Australia is moving forward with a national ban on social media use for anyone under 16. Twitch has now been officially added to the list of platforms required to comply.
The streaming giant will be treated the same as Facebook, Instagram, TikTok, and X under the new framework. Australian users under 16 will be legally barred from holding Twitch accounts once the law takes effect.
The ban targets platforms that combine user accounts with user-generated content and interaction features. Twitch fits this definition through its follower systems, live chat, direct messages, subscriptions, and community tools. It’s classified as a social media platform, not just a video hosting service.
How enforcement will work
Platforms must take “reasonable steps” to verify users are above 16. The law doesn’t mandate a specific method, leaving companies to choose their approach.
Options include third-party digital ID verification through services like Australia Post Digital ID. AI-driven age estimation from photos or behavioral data is another possibility. Some platforms may use existing user data to infer age through purchase history or account activity patterns.
Twitch will likely need Australian-specific compliance measures. This could mean geo-targeted age verification flows for users connecting from Australian IP addresses.
What changes for users
The ban applies to account creation and interactive features. Under-16s won’t be able to chat, subscribe, follow channels, or stream content.
Anonymous viewing of age-appropriate content may remain available. Users could potentially watch streams without logging in, similar to how YouTube allows logged-out viewing of general content. But accessing 18+ streams or using interactive features would require age verification.
Accounts confirmed to belong to users under 16 must be removed. This already happens informally when users reveal their age in chat. The new law makes it a legal requirement with enforcement teeth.
The government’s reasoning
Australia’s push stems from concerns about cyberbullying, grooming, exposure to harmful content, and radicalization. The government argues major social platforms pose mental health risks to young users.
The Online Safety Act already gives Australia’s eSafety Commissioner power to regulate online services. The new age restrictions raise the bar from 13 to 16 and add legal weight behind enforcement.
Similar laws are under consideration or already active in the UK and parts of Europe. Australia is part of a broader international trend toward stricter age controls on social platforms.
Technical challenges ahead
Age verification creates privacy concerns. Centralized databases of government IDs and biometric data are high-value targets for hackers. Several age-check providers in other countries have already suffered data breaches.
Platforms without Australian offices face enforcement difficulties. If a company has no local presence, the government may need to pursue ISP-level blocking or issue fines that are hard to collect.
Workarounds exist. Users can employ VPNs to appear from other countries or borrow parents’ accounts. The effectiveness of any age-gating system depends on both technical implementation and user compliance.
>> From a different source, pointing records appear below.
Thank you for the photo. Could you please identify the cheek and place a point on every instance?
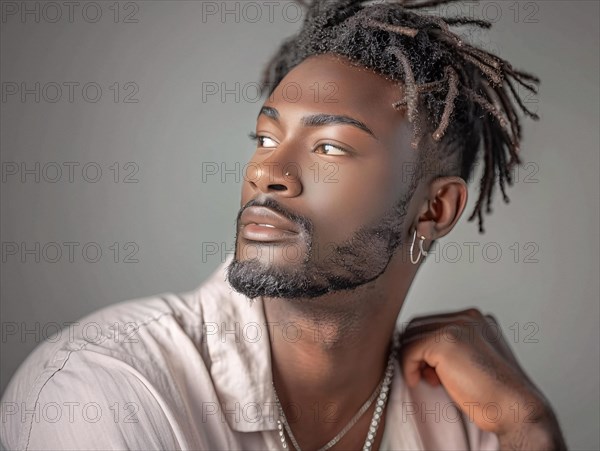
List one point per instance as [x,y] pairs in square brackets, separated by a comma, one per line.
[357,194]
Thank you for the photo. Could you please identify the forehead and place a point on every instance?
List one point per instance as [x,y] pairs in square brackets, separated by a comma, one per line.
[331,84]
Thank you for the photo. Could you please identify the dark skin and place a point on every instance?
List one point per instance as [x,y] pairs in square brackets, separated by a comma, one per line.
[340,357]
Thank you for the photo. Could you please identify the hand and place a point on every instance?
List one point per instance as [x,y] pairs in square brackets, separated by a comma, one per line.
[467,353]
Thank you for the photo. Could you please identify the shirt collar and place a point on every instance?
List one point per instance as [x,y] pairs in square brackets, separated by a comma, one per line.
[237,339]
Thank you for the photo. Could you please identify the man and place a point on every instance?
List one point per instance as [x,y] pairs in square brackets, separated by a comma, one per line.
[292,342]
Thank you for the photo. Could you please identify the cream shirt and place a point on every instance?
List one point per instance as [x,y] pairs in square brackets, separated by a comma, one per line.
[189,371]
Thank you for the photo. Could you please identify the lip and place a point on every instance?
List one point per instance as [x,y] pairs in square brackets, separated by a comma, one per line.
[264,224]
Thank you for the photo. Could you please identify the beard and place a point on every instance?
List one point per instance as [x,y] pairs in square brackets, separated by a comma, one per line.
[346,265]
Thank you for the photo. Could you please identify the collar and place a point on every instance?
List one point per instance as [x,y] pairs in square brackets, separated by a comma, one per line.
[236,337]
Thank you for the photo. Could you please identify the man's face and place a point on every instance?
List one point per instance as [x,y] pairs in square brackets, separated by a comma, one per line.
[335,190]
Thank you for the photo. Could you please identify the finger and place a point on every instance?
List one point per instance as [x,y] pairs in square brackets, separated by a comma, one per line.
[417,354]
[496,337]
[428,373]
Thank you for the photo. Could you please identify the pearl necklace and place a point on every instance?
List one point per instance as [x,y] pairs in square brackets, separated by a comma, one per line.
[381,392]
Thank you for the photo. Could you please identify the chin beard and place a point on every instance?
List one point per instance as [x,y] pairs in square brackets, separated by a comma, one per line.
[354,262]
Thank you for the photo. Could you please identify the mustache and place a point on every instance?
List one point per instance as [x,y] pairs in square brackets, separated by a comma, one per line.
[304,222]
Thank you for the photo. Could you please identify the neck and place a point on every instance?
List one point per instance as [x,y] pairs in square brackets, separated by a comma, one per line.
[329,354]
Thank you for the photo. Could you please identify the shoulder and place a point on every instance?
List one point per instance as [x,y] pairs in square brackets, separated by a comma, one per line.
[442,424]
[114,378]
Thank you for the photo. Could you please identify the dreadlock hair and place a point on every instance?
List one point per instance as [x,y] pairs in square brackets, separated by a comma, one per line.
[462,88]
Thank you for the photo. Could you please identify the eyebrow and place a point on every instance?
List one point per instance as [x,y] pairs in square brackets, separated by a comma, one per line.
[317,120]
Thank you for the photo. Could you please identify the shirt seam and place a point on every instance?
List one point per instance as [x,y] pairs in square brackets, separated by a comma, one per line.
[83,345]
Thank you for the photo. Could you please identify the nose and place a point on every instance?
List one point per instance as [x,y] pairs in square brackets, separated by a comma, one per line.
[271,175]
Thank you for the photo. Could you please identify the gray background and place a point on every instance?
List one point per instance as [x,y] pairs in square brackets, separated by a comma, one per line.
[546,296]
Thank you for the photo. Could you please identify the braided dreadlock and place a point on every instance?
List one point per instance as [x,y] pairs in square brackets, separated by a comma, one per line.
[462,88]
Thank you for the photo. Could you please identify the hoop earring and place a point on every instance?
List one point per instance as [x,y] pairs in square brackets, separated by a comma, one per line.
[421,250]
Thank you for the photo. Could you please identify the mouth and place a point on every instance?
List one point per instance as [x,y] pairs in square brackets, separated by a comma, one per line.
[265,225]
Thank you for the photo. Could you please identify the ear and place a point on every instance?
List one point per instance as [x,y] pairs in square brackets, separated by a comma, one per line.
[441,210]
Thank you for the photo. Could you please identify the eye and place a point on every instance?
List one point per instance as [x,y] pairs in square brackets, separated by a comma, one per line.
[261,140]
[330,149]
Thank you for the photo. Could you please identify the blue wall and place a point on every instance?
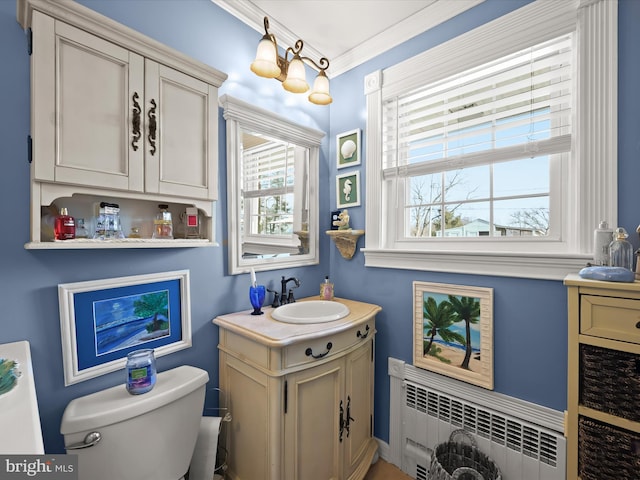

The framework excludes platforms without account systems. 4chan isn’t on the ban list because it lacks persistent usernames or standard login requirements. GitHub, initially considered for inclusion, also didn’t make the final list.
What happens next
The regime is expected to begin rolling out within weeks. Implementation details are still being finalized, but the legal framework is close to final or already passed.
Twitch will need to update its terms of service and age-gating processes for Australian users. The platform currently requires users to be 13 or older. That minimum jumps to 16 under the new rules.